In conclusion, Muslims can lie or deceive people if the result is considered to be in their favor. If any Muslim disagrees when discussing the Muslim doctrine of taqqiyya, ask him or her the following question: Why did Muhammad give Muhammad bin Maslama permission to deceive Ka’b bin Al-Ashraf? Muhammad’s permission is evidence for taqqiyya in Islam. Muslim friends who agree that God has allowed Muslims to lie to their wives, to each other and to non-Muslims, what's left in one's daily life to merit truthfulness? Even on a family base, how would a wife feel who is not sure whether the husband is telling the truth or lying? If a jurist has brought peace between two Muslims by lying, misleading or by exaggeration, the question remains: What will happen when the two find out that it was all a lie? Where does this finish? Where does one draw the line?
A Biblical Approach
For a believer in Jesus, the Bible is the basis of all instructions. We have this advice: ‘Do not lie to each other, since you have taken off your old self with its practices and have put on the new self, which is being renewed in knowledge in the image of its Creator.’ (Colossians 3:9-10). Elsewhere we are advised, ‘…each of you must put off falsehood and speak truthfully to your neighbor, for we are all members of one body’ (Ephesians 4:25).

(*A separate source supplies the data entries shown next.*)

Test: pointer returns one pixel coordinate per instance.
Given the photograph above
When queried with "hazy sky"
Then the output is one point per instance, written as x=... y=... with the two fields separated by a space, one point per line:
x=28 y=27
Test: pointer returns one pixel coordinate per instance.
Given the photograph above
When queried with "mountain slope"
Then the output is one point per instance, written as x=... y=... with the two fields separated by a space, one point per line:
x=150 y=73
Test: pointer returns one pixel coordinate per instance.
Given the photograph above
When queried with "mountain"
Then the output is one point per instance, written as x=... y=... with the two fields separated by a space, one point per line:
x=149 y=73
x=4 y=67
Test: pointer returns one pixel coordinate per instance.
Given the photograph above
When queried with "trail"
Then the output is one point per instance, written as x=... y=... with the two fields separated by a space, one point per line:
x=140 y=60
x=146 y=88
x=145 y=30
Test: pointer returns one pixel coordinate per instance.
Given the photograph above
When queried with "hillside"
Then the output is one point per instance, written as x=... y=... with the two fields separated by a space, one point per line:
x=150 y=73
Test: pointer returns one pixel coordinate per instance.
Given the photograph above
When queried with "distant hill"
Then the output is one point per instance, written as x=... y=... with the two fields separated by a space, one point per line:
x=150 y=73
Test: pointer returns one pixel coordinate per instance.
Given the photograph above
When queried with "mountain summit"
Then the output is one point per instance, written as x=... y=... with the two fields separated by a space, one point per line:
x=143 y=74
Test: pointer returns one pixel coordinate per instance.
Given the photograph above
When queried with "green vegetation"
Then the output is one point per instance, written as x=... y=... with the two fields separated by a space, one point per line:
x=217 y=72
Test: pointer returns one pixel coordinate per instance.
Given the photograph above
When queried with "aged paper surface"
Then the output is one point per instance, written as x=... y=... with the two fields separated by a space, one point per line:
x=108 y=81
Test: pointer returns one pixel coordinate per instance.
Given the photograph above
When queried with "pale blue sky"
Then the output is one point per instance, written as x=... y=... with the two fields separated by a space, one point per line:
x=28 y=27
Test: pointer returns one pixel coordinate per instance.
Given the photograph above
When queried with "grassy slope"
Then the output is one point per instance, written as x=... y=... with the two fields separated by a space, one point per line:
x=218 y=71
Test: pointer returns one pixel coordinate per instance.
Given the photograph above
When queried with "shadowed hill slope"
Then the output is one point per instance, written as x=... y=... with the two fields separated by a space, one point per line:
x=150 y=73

In the Bible, Satan is described as the liar because he is against the truth. Since he is against God, he is against the absolute truth. The Bible declares Satan as the source of all that is untrue. One day Jesus said to some of the unbelieving and those who opposed him: ‘You belong to your father, the devil, and you want to carry out your father’s desires. He was a murderer from the beginning, not holding to the truth, for there is no truth in him. When he lies, he speaks his native language, for he is a liar and the father of lies’ (John 8:44).
Centures before Jesus came, through Moses, God instructed people in such words, ‘Do not steal. Do not lie. Do not deceive one another. Do not swear falsely by my name and so profane the name of your God. I am the Lord’ (Leviticus 19:11-12).
In the light of the Qur’an and Muhammad’s instruction, we see that Islamic jurisprudence allows lying, misleading and deceiving others in certain matters. On the other hand, we do not find such instructions in the Bible. In fact, the Bible declares ‘liars’ will be punished and not will not see eternal life in heaven (Revelation 21:8).
Here are two video clips of Muslims to show how lying and misleading intentions are justified in Islam.
The second video details how a Muslim is allowed to lie if it will help to convert an unbeliever to Islam. An Egyptian cleric, Mahmoud Al-Masri relates how a Muslim deceived a Jew, who liked drinking, into converting to Islam. After becoming Muslim, he was told if he were caught drinking, he would be punished. If he left Islam, he would face the death penalty.